Turn a World Wide Popular Brand into Cold Hard Cash

in #stock6 years ago

Riddle: What is highly addictive that offers immediate benefits and is socially acceptable?

One company has taken advantage of this powerful combination to create one of the most valuable brands in history.

It is remarkable that this company was able to convince customers to sit for hours while buying their product.

Starbucks (SBUX) is the world's largest coffee chain. They are ranked top 50 most valuable global brand by Forbes.

Coffee drinkers are unlikely to change their habits any time soon. They will be especially resistant to changing brands after discovering a taste they like.

Starbucks is hands down a great business with a "sticky" customer base. This a company to hold long term and is the type of business Warren Buffett would hold on to forever. However, today's market presents an amazing opportunity to sell puts and collect cash.

Reminder when you sell a put, you receive a cash premium upfront to your brokerage account agreeing to buy a stock between now and the options expiration date, and done right we agree to purchase stocks in the future at a discount to today's price.

Ideally we will never buy shares of stock and instead use the freed up capital from expired put options to sell again for additional cash. However, since there is a chance you will actually own shares of stock it is important to only sell options on companies you are willing to own.

Here are some reasons why Starbucks is a fantastic company and one we should be willing to own:

The average price per item is more than $4, generating $22.7 billion in sales over the last year, $3.3 billion in profits and a 14.5% profit margin.

North American sales are growing around 3% due to saturation but they are growing rapidly in China. Last year, Starbucks grew its sales in China by 30%.

McKinsey projects that China's middle class will grow from 300 million people today to 600 million in 2022. This middle class growth will lead to more coffee per person per year and some of that business will flow to Starbucks.

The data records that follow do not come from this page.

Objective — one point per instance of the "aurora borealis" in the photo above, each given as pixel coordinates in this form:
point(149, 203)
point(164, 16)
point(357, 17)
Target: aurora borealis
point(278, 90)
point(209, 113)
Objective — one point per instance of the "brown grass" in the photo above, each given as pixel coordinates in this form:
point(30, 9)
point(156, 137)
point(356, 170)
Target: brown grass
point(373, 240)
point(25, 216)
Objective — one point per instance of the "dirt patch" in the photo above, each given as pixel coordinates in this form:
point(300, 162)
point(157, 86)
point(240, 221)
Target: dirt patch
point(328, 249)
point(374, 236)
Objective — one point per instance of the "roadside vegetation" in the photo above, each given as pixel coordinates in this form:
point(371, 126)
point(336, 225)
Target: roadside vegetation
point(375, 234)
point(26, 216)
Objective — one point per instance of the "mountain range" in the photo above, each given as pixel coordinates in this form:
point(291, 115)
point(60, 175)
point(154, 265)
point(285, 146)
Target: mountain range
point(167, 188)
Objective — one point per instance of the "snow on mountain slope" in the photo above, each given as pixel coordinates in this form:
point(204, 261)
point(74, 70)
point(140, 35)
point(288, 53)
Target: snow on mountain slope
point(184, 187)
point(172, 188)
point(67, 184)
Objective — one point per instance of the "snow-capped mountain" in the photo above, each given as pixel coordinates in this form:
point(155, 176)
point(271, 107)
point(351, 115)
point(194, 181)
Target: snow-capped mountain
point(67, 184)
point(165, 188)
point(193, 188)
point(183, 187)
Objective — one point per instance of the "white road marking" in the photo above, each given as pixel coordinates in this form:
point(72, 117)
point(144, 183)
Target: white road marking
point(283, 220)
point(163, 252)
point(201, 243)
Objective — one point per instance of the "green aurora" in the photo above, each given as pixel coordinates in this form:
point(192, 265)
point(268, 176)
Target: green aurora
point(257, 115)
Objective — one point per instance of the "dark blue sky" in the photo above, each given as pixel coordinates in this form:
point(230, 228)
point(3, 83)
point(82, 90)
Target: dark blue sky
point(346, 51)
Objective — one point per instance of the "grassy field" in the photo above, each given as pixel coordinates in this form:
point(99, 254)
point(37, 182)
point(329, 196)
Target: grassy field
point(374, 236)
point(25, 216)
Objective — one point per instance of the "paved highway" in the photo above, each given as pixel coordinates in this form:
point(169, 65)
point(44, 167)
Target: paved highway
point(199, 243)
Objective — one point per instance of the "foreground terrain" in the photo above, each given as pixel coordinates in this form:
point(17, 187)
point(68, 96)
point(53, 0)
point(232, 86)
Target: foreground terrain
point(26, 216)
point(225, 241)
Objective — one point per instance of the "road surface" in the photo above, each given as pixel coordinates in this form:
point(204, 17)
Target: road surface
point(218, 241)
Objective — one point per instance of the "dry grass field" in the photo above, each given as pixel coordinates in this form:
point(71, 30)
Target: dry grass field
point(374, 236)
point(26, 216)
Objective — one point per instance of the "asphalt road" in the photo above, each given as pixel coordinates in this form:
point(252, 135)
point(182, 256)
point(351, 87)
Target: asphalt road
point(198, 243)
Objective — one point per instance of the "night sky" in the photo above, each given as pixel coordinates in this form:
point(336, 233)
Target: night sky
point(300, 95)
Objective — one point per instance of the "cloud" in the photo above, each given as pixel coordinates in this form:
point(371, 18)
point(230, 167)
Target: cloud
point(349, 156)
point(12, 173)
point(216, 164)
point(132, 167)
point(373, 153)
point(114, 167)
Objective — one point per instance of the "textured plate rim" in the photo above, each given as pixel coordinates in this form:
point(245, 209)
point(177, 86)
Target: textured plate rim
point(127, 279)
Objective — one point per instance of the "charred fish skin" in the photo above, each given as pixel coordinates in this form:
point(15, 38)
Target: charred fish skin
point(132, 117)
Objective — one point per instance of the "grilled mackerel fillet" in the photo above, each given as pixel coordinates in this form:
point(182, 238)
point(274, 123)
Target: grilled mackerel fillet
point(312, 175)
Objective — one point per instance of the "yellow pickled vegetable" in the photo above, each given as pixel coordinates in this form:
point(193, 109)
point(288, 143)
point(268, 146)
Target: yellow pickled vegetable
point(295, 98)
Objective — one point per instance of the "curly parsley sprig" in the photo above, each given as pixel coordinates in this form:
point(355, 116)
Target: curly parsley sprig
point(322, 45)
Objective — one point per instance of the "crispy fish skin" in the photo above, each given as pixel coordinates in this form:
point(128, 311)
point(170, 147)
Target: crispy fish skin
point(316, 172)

Starbucks does business right by treating people well. This good image strategy works in the United States and Worldwide. It helps Chinese coffee farmers to grow better coffee with the better coffee Starbucks is willing to pay premium prices. They also offer employees stock incentives, health insurance, and housing allowances.

See below Starbucks stock has had to digest recent gains by moving in a sideways pattern.

sbux.png

This sideways action will not last forever and Starbucks will likely break out to the upside. The current price action does provide our put selling opportunity as we just need the stock not to fall to much to be profitable.

To collect Cold Hard Cash now, I suggest you sell the SBUX June 15, $57.50 puts for $1.24 or better. This is good for a 13.4% annualized return by agreeing to buy shares at a 3.2% discount to yesterday's closing price of $59.43.

For protection I suggest closing the position if SBUX falls below $51 per share.

The best thing we can hope for is for Starbucks shares to trade sideways so that we can continue to sell put options in the future and collect more cash.

If you are assigned shares of SBUX and the price has not fallen below $51 per share, then you will still have the opportunity to generate cash flow by selling call options. We will visit this option if it comes to pass.

Disclosure: I wrote this article myself, and it expresses my own opinions. I have no business relationship with any company whose stock is mentioned in this article.